RFE: don't re-test duplicate inputs

nick8325 / quickcheck

Automatic testing of Haskell programs.

Other

713 stars 119 forks source link

RFE: don't re-test duplicate inputs #272

Closed symbiont-sam-halliday closed 4 years ago

symbiont-sam-halliday commented 4 years ago

When writing a shrinker it is impossible to know which inputs have been previously attempted, and since forAllShrink has no notion of Eq a or Ord a it is not able to deduplicate.

It would be really efficient if there was an alternative forAllShrink that had an Ord a requirement and could therefore avoid running duplicate shrinks, making shrinking much faster for complex minimisations.

Note: I don't mean just running nub on the result of shrink. I mean checking the result of shrink against the list of everything that has already been attempted in order to determine if it succeeds or fails without actually doing the work again.
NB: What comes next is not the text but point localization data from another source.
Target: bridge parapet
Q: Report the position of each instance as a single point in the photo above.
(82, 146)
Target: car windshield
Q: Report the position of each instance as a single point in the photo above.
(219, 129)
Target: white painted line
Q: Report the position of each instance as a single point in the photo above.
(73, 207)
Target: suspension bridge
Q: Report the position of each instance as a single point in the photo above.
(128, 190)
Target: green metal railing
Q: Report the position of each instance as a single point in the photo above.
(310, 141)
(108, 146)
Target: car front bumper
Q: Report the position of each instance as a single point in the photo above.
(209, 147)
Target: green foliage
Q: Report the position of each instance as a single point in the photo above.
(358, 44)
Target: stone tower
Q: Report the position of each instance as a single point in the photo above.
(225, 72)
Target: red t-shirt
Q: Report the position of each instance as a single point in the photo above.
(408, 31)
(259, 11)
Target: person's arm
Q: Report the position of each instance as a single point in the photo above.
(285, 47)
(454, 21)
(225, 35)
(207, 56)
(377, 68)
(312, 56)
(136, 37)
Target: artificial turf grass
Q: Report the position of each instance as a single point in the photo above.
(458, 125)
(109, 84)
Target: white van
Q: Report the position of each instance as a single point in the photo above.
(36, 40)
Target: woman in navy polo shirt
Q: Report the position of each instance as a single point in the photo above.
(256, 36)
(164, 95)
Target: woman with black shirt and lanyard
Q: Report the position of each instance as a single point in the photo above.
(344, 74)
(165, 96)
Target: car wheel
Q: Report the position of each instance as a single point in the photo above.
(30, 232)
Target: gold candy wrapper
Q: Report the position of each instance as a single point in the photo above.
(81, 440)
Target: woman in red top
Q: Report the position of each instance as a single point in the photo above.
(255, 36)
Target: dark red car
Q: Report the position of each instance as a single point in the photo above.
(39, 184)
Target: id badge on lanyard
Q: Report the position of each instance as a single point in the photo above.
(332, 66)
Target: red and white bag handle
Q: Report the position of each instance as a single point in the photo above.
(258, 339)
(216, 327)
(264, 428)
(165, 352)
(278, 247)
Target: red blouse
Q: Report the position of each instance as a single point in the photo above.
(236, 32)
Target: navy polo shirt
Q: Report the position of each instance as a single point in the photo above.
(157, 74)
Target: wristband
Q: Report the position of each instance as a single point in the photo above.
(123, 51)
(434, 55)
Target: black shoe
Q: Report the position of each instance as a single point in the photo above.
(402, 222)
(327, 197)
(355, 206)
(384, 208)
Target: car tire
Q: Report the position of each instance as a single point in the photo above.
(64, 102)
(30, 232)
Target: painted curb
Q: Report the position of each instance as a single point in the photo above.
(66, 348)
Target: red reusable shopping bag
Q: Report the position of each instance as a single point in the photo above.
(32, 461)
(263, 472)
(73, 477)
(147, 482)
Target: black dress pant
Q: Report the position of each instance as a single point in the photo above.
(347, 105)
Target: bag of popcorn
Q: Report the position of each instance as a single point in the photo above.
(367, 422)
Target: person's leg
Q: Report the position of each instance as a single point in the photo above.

Lysxia commented 4 years ago

What kind of data are you trying to shrink that way? The problem doesn't seem to apply to tree-shaped data, even pairs (assuming the individual components don't have that problem in the first place), or am I missing something? That leaves primitives like numbers. Is the duplication actually significant?

Rather than a new shrinking strategy based on a shrink :: a -> [a] function, another solution is to use a binary tree of shrunk values, so that we go left if the current shrink passed the test, or we go right if it failed: that is expressive enough to let users encode any shrinking strategy, which may also keep the opportunity open for something more efficient than keeping track of a set of values that have been tried...

symbiont-sam-halliday commented 4 years ago

that's an interesting approach!

The kind of data I'm trying to shrink is too complex to explain in detail here (and also proprietary), it's a domain model containing a list of actions and there are only certain moves that I can make to transform those actions into other actions that keep the list valid.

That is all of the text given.